Search code examples
elasticsearchelasticsearch-aggregation

How can I filter doc_count value which is a result of a nested aggregation


How can I filter the doc_count value which is a result of a nested aggregation? Here is my query:

    "aggs": {
            "CDIDs": {
              "terms": {
                "field": "CDID.keyword",
                "size": 1000
              },
              "aggs": {
                "my_filter": {
                  "filter": {
                    "range": {
                      "transactionDate": {
                        "gte": "now-1M/M"
                      }
                    }
                  }
                },
                "in_active": {
                  "bucket_selector": {
                    "buckets_path": {
                      "doc_count": "_count"
                    },
                    "script": "params.doc_count > 4"
                  }
                }
              }
            }
          }

The result of the query looks like:

      {
          "aggregations" : {
            "CDIDs" : {
              "doc_count_error_upper_bound" : 0,
              "sum_other_doc_count" : 2386,
              "buckets" : [
                {
                  "key" : "1234567",
                  "doc_count" : 5,
                  "my_filter" : {
                    "doc_count" : 4
                  }
                },
                {
                  "key" : "12345",
                  "doc_count" : 5,
                  "my_filter" : {
                    "doc_count" : 5
                  }
                }
              ]
            }
          }
        }

I'm trying to filter the second doc_count value here.
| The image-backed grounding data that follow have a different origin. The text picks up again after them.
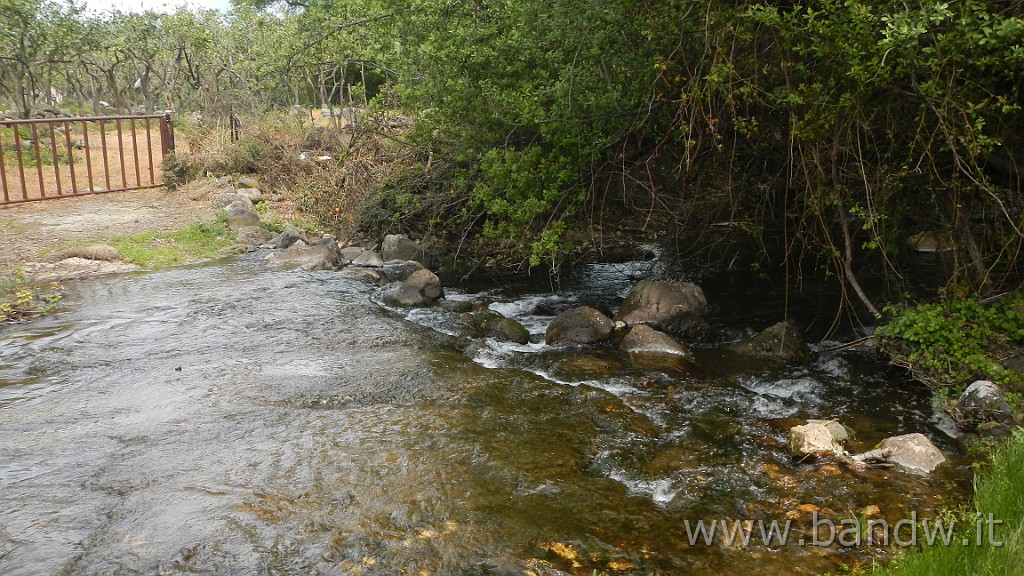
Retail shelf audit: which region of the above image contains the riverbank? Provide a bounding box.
[872,428,1024,576]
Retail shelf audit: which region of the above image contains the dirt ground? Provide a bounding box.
[0,182,226,277]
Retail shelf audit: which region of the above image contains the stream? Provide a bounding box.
[0,254,971,576]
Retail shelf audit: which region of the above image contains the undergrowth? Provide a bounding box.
[0,269,60,322]
[878,290,1024,393]
[871,428,1024,576]
[110,220,234,269]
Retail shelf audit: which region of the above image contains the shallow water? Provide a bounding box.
[0,256,970,575]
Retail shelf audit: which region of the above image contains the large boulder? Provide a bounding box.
[227,200,262,232]
[953,380,1014,429]
[351,250,384,268]
[544,306,615,345]
[341,246,367,264]
[788,422,843,458]
[381,234,429,265]
[267,241,339,272]
[380,269,444,307]
[461,310,529,344]
[380,260,423,282]
[879,434,946,476]
[614,280,710,336]
[620,324,696,368]
[725,320,810,362]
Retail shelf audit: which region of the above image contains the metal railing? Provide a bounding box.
[0,114,174,205]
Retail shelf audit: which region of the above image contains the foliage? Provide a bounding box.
[0,269,60,322]
[877,291,1024,393]
[872,428,1024,576]
[162,154,202,190]
[0,0,1024,312]
[110,221,233,270]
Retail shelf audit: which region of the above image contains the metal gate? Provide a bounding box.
[0,114,174,205]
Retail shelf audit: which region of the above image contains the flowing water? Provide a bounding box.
[0,256,970,576]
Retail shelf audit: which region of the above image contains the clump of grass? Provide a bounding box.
[110,220,234,270]
[0,269,60,322]
[872,428,1024,576]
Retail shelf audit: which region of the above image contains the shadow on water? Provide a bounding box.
[0,251,970,575]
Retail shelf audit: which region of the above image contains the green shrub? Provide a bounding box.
[0,269,60,322]
[878,291,1024,392]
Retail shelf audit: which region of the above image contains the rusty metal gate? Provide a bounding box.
[0,114,174,206]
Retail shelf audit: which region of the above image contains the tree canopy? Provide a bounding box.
[0,0,1024,303]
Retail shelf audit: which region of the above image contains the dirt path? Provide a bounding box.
[0,182,227,276]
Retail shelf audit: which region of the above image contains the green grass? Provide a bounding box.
[0,269,60,322]
[110,220,234,270]
[871,428,1024,576]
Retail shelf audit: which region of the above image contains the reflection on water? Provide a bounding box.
[0,253,968,575]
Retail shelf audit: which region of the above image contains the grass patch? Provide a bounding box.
[110,220,234,270]
[0,269,60,322]
[871,428,1024,576]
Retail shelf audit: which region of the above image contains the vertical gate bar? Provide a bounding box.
[99,120,111,192]
[11,124,29,200]
[65,120,78,194]
[46,122,63,196]
[32,124,46,198]
[115,118,128,190]
[0,128,9,204]
[131,118,142,187]
[145,118,157,184]
[82,120,95,192]
[160,114,174,158]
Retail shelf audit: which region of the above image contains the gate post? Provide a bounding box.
[160,113,174,156]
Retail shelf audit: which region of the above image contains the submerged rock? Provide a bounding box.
[788,422,843,457]
[276,224,312,248]
[951,380,1013,429]
[879,433,946,476]
[544,306,615,345]
[234,227,273,246]
[381,260,423,282]
[614,280,710,336]
[266,241,339,272]
[725,320,810,362]
[380,269,444,307]
[620,324,696,368]
[807,420,850,444]
[466,311,529,344]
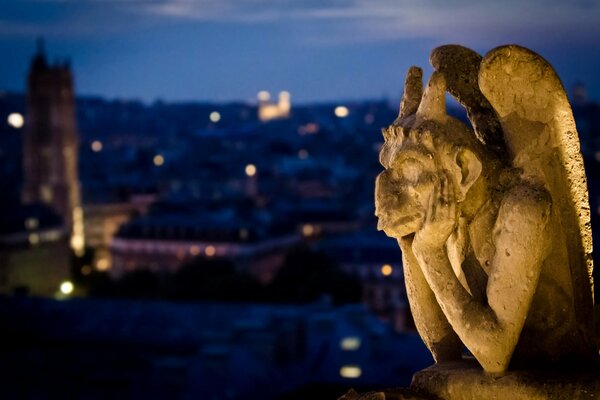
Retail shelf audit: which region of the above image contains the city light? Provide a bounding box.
[152,154,165,167]
[91,140,102,153]
[340,336,361,351]
[25,218,40,231]
[298,149,308,160]
[333,106,350,118]
[96,258,110,271]
[190,246,200,257]
[27,233,40,246]
[208,111,221,123]
[60,281,75,296]
[256,90,271,101]
[340,365,362,379]
[71,207,85,257]
[204,246,217,257]
[6,113,25,129]
[302,224,315,236]
[381,264,394,276]
[244,164,256,176]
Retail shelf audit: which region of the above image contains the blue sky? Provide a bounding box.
[0,0,600,102]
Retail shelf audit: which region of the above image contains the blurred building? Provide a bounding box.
[0,298,433,400]
[258,91,292,122]
[319,230,413,332]
[0,203,70,297]
[110,202,300,283]
[22,41,84,253]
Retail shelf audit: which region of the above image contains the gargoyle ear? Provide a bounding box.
[417,71,448,122]
[455,147,482,201]
[398,67,423,119]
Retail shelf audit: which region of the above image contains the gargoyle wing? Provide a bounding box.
[479,45,593,336]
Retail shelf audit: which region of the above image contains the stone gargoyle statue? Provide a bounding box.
[375,45,598,375]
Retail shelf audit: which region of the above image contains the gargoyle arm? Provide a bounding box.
[413,184,551,373]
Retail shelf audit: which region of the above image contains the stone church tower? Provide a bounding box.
[22,40,84,254]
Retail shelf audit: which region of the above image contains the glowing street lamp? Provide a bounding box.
[333,106,350,118]
[152,154,165,167]
[244,164,256,177]
[6,113,25,129]
[60,281,75,296]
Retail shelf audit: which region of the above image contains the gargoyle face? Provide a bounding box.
[375,141,437,239]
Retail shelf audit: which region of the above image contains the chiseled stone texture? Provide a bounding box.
[410,360,600,400]
[375,45,598,376]
[338,388,429,400]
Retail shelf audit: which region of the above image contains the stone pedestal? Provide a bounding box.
[411,360,600,400]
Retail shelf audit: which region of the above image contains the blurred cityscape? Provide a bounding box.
[0,44,600,400]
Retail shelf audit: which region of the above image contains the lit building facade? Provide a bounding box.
[22,43,84,253]
[110,211,300,284]
[257,91,292,122]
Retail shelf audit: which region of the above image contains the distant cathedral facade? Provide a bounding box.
[22,43,85,254]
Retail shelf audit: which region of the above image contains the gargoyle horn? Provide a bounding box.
[417,71,448,122]
[398,67,423,120]
[429,45,506,154]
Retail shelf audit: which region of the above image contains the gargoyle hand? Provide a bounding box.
[412,171,458,254]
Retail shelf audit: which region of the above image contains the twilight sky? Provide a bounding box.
[0,0,600,102]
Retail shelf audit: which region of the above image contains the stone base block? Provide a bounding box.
[410,360,600,400]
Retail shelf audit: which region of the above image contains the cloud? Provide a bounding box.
[0,0,600,45]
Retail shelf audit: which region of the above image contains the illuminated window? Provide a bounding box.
[340,365,362,379]
[60,281,75,295]
[340,336,361,351]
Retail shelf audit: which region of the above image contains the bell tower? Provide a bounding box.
[22,39,84,254]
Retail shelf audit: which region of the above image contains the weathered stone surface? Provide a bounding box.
[411,361,600,400]
[375,45,598,374]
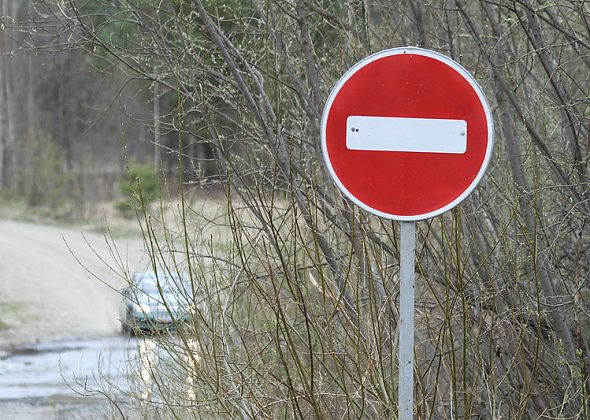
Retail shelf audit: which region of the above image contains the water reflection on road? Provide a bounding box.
[0,336,162,418]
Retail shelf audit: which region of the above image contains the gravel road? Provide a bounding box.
[0,220,146,349]
[0,220,147,420]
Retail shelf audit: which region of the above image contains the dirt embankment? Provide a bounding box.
[0,220,146,349]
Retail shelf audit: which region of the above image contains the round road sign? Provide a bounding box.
[322,47,493,221]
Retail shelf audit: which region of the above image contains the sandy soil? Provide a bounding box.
[0,220,147,352]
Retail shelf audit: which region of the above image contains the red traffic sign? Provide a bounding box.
[322,47,493,221]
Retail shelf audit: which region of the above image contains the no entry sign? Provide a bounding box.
[322,47,493,221]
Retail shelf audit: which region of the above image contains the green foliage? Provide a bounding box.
[117,163,160,216]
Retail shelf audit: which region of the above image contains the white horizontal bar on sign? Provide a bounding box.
[346,115,467,154]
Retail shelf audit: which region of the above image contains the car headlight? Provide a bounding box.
[133,303,151,314]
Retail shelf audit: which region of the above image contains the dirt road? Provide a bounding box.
[0,220,146,352]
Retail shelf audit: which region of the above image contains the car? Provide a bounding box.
[119,271,193,335]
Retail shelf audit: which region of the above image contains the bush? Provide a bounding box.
[116,163,160,217]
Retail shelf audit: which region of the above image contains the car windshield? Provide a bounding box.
[133,273,191,295]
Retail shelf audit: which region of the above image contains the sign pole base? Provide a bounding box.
[398,222,416,420]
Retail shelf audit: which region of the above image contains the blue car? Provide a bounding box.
[119,272,193,335]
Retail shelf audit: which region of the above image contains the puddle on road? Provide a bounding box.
[0,337,137,402]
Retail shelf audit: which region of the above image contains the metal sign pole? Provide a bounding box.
[398,222,416,420]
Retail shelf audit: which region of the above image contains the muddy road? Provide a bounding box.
[0,220,147,419]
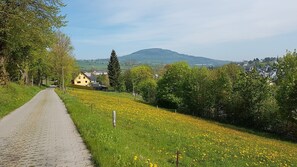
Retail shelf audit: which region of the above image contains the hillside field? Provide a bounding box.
[0,83,42,119]
[58,89,297,167]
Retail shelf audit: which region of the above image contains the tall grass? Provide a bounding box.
[0,83,41,118]
[59,89,297,167]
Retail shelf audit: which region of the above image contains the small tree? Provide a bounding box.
[107,50,121,90]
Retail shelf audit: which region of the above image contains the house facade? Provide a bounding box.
[73,72,91,86]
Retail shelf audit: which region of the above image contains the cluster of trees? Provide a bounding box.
[0,0,75,86]
[121,51,297,138]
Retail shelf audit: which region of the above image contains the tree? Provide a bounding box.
[0,0,65,84]
[138,78,157,104]
[228,70,270,128]
[277,50,297,123]
[156,62,190,109]
[50,32,78,90]
[131,65,154,93]
[107,50,121,90]
[182,67,214,117]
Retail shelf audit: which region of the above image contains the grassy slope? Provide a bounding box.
[60,89,297,166]
[0,83,41,118]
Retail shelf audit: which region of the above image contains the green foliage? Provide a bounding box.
[0,82,42,119]
[97,74,109,86]
[59,89,297,167]
[182,67,214,116]
[137,79,157,104]
[0,0,65,84]
[50,32,78,90]
[229,70,269,127]
[130,65,154,93]
[107,50,121,90]
[156,62,190,109]
[277,50,297,123]
[123,69,134,92]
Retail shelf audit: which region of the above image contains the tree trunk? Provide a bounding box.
[0,55,8,85]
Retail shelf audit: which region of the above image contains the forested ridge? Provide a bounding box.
[122,50,297,140]
[0,0,75,86]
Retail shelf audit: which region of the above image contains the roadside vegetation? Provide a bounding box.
[0,83,42,119]
[58,89,297,167]
[120,50,297,141]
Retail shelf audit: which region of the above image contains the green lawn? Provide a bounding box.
[0,83,42,119]
[59,89,297,167]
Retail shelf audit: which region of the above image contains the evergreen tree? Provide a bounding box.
[107,50,121,90]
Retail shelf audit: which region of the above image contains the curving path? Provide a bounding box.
[0,88,92,167]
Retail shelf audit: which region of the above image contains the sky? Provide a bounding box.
[62,0,297,61]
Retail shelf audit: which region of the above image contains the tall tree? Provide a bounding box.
[107,50,121,90]
[0,0,65,84]
[277,50,297,123]
[51,32,77,90]
[156,62,190,109]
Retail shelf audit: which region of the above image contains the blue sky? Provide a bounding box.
[62,0,297,61]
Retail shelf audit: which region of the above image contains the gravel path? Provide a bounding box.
[0,88,92,167]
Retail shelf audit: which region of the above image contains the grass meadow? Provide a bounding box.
[0,83,42,119]
[58,89,297,167]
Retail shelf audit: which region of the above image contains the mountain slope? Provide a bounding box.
[119,48,229,66]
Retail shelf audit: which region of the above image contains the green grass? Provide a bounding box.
[0,83,41,119]
[59,89,297,167]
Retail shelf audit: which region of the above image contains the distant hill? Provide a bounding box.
[119,48,230,66]
[77,48,230,71]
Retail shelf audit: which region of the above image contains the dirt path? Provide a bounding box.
[0,88,92,167]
Let's say I wanna have docs that are > 4 so the result should be having only one aggregation result in a bucket with doc_count = 5. Can anyone help how can I do this filter? Please let me know if any additional information is required.


Solution

  • Take a close look at the bucket_selector aggregation. You simply need to specify the aggregation name in buckets_path section i.e. "doc_count":"my_filter>_count"

    Pipeline aggregation (buckets_path) has its own syntax where > acts as a separator. Refer to this LINK for more information on this.

    Aggregation Query

    POST <your_index_name>/_search
    {  
       "size":0,
       "aggs":{  
          "CDIDs":{  
             "terms":{  
                "field":"CDID.keyword",
                "size":1000
             },
             "aggs":{  
                "my_filter":{  
                   "filter":{  
                      "range":{  
                         "transactionDate":{  
                            "gte":"now-1M/M"
                         }
                      }
                   }
                },
                "in_active":{  
                   "bucket_selector":{  
                      "buckets_path":{  
                         "doc_count":"my_filter>_count"
                      },
                      "script":"params.doc_count > 4"
                   }
                }
             }
          }
       }
    }
    

    Hope it helps!